Better known as the PATH, the Hudson and Manhattan Railroad began shuttling passengers through its cast iron tunnels between Manhattan and points in New Jersey in 1908. My travels have been constrained in the last couple of months due to pregnancy. I haven’t been on a plane since October and my last trip out of the country was a 12 hour jaunt to Montreal in September. I’ve even turned down trips to Paris! Our radius of wanderlust has been increasingly contained within slowly shrinking circles centered on Manhattan’s Upper East Side. Last weekend was our probably our last adventure out of the city for a bit, as we travelled over to Hoboken, NJ to see the expanding Family C-R in Hoboken, NJ.
I wrote a couple of years ago about the PATH and Hoboken station, before the damage of Hurricane Sandy. I will never forget my bleary eyed shift on my institution’s emergency response team, listening to news reports of fires in Breezy Point and flooding of train tunnels, including Hoboken’s PATH and NJ Transit (Lackawanna) stations. It was my first trip over PATH since the lengthy partial restorations to get them operational.
I find vintage photographs of the Hudson Manhattan tubes fascinating, polished, cutting edge before a period of stainless steel fluorescent decline. Compared to the utilitarian appearance of so much of the NYC Subway, PATH was built with the elegance of a turn of the century rail enterprise. What strikes me about old images of the PATH is the elegant finish of the cars and the ornamented capitals below the vaulted ceilings of the stations, still visible in stations not completely restored [read gutted] in the Port Authority era.
I’m looking forward to getting out and about in the New Year with our little guy in tow!
Hudson Terminal was an interesting place — on the level seen in the above picture it was an urban indoor mall, circa 1908! I remember going through there as a kid, and there were several corridors on either side with all sorts of stores. Of course the Toy store in the one corner had my undivided attention at the time ;^). The area around the Terminal was also a favorite of my father’s – Radio Row. Dad was into fixing radios and TV’s of the time, and there were multiple electrical supply houses where you could always find that 6AU6 vacuum tube you needed… (Yeah, I am that old…)
You’ll also notice the signage in the picture is Pennsylvania Railroad-centric. The H&M partnered with the Pennsylvania to provide service to Newark Penn Station over what was then PRR trackage. The Pennsylvania also provided PRR-lettered cars as part of the equipment pool. That practice lasted up until the Port Authority took over the H&M in 1962, and the lettering remained in place on the cars for several years afterward.

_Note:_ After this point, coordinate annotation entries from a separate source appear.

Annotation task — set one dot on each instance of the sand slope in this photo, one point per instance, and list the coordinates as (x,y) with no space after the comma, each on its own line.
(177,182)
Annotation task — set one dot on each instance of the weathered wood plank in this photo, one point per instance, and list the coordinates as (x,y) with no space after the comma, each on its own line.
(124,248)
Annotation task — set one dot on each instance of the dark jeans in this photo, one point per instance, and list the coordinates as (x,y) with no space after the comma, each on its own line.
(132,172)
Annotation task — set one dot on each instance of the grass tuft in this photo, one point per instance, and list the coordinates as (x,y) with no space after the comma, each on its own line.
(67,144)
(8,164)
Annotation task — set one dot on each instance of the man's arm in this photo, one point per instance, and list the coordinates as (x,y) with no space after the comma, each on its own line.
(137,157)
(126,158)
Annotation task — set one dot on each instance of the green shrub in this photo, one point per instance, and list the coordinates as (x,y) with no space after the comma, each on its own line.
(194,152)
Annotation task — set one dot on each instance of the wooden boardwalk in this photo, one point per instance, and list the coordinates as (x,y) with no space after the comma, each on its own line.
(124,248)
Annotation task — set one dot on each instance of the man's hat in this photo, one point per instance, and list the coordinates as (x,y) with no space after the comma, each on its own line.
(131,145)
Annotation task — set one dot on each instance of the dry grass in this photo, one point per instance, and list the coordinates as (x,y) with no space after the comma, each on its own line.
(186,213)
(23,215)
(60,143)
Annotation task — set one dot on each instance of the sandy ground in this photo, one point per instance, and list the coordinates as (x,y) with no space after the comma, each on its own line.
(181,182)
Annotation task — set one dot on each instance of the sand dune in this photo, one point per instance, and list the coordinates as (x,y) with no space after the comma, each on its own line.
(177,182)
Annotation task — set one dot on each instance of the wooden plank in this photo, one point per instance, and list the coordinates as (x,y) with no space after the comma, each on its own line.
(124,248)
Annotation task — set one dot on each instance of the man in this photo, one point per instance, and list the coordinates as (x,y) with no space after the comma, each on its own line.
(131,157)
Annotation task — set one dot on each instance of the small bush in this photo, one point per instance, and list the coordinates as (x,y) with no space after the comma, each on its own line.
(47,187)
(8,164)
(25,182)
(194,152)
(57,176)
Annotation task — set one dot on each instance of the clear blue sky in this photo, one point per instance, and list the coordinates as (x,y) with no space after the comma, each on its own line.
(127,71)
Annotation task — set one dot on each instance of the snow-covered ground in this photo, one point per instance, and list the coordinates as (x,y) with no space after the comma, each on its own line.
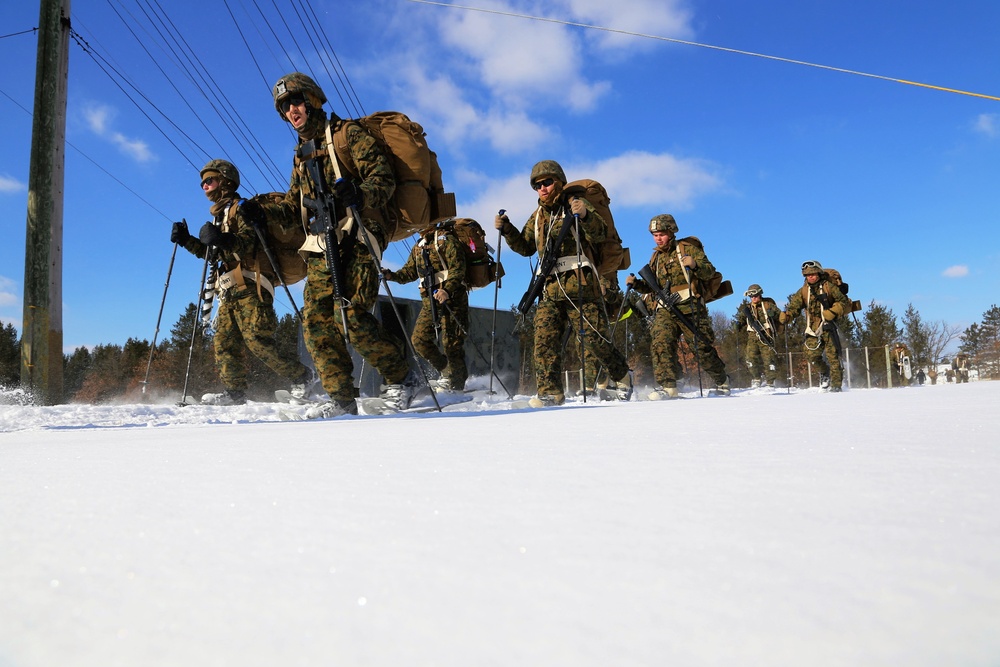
(804,529)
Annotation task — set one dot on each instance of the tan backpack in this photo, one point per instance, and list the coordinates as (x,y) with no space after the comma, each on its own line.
(420,199)
(610,256)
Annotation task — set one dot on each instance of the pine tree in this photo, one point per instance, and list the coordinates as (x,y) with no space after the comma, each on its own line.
(10,357)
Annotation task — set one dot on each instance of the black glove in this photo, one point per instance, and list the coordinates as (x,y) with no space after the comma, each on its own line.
(347,194)
(179,233)
(210,234)
(253,213)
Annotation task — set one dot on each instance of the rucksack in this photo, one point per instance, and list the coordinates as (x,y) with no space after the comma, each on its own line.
(420,199)
(284,243)
(480,268)
(715,287)
(610,255)
(833,275)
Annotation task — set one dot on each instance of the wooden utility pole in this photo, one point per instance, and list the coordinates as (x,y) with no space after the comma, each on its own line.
(41,334)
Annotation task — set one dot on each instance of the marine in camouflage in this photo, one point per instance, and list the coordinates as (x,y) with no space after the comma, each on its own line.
(246,317)
(368,167)
(820,300)
(444,253)
(666,331)
(567,293)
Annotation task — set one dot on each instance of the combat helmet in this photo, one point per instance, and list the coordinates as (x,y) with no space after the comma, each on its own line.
(547,168)
(225,169)
(297,82)
(663,223)
(811,267)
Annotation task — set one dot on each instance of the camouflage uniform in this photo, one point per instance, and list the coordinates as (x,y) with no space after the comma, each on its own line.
(824,304)
(246,315)
(371,172)
(445,254)
(566,296)
(667,329)
(761,358)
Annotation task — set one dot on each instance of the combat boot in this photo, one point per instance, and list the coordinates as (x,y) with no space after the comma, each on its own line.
(546,401)
(663,394)
(228,397)
(331,409)
(399,396)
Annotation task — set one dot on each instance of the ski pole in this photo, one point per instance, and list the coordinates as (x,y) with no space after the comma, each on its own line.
(496,295)
(156,333)
(194,328)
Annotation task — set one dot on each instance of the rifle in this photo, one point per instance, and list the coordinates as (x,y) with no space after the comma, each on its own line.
(325,222)
(427,274)
(669,300)
(762,333)
(545,265)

Neat. Usually when you see documentaries about construction of the World Trade Center they discuss Radio Row, but not so much Hudson Terminal. Was just reading about “Ladies Cars” too on the PATH. There’s just something I like about the PATH a lot, probably it’s former links to the PRR, Lackawanna, CRRNJ…
Car 256 is preserved at the National Museum of Transport in St. Louis. It is the last surviving H & M car.
Thanks Bob! I would love to get out there.